後日、僕は事務所の代表を連れて彼女が出演している舞台を見に行った。僕は彼には何も情報を与えずに、ただ芝居を見て欲しいとだけ伝えていた。彼なら何も言わなくても僕の意図が伝わると知っていたから。
「帰る」
芝居の半ばで彼は席を立った。そして、帰り際に一言だけ付け加えた。
「明日、事務所に連れてこい」
僕はすぐに日下部先輩のもとへ走った。
「明日、彼女をお借りします」
「何が借りるだ! どうやら試験はパスしたようだな」
「はい、代表が認めてくれました」
「よしよし」
頷きながら日下部先輩の顔は満面の笑みに包まれた。僕は興業が終わるのを待って彼女を食事に誘った。そして、これまでの経緯をひと通り話した。彼女は驚いていた。劇団で再開した時も僕が昔ここに所属していた事以外、彼女には明かしていなかったから。

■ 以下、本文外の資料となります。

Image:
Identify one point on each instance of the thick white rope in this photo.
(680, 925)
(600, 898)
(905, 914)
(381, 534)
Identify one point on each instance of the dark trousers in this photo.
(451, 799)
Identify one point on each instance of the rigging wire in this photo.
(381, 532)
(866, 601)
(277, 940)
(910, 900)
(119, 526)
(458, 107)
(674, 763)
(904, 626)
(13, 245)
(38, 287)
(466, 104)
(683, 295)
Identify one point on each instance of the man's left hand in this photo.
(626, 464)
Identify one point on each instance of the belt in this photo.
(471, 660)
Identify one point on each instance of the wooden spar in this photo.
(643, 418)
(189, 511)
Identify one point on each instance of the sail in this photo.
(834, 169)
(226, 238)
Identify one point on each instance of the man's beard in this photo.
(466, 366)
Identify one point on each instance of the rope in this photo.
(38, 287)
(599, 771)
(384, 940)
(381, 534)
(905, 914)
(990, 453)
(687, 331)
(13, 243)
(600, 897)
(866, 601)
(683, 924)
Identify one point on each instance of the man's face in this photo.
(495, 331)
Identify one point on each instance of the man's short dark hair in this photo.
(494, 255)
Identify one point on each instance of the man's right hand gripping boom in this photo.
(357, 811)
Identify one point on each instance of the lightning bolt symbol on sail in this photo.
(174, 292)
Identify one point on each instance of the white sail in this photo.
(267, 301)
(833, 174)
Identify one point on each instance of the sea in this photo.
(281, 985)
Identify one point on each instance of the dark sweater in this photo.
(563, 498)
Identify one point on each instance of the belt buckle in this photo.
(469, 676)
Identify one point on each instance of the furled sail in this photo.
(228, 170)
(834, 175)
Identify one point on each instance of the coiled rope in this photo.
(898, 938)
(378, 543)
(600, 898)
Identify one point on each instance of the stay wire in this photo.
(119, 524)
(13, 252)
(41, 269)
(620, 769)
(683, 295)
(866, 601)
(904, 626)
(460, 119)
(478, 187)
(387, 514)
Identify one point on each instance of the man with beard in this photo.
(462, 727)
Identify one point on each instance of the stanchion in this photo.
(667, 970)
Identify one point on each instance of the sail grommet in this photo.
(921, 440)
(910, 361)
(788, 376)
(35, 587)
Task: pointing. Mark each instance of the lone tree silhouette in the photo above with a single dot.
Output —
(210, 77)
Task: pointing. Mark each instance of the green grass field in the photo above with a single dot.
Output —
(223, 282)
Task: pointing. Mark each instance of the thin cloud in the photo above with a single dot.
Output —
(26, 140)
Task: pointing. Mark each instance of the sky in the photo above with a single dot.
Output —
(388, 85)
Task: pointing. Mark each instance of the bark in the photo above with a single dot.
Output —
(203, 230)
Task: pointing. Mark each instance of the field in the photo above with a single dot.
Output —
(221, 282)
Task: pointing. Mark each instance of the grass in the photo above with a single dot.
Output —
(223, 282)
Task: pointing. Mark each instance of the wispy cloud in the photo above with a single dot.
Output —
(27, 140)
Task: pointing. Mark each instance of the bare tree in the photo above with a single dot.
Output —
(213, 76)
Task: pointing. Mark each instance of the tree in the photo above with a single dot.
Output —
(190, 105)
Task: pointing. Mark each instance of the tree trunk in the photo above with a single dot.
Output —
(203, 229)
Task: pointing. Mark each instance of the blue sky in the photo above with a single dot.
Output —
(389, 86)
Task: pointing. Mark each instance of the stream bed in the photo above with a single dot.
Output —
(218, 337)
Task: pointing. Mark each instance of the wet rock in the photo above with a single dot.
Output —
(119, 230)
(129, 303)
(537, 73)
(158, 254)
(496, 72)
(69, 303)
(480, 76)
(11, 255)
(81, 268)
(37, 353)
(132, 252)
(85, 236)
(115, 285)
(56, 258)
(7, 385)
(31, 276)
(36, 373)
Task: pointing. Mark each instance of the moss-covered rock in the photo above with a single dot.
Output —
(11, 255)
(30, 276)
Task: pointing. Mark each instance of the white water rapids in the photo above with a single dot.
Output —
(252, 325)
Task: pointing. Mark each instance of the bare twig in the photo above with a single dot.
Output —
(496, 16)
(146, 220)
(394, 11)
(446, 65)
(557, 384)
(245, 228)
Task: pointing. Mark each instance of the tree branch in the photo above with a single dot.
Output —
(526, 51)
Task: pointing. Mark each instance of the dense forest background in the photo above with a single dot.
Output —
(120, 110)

彼女は見る見る頭角を現した。ドラマに映画、CMも含めるとメディアで彼女を見ない日がないほどに。彼女の夢は叶った。ところがある日、彼女から意外な事を僕は聞かされた。
「一番の夢は可愛いお嫁さんになることだったの」
1年後、みんなが見守る中でウエディングドレス姿の彼女の指に僕は永遠の愛を誓って指輪を嵌めた。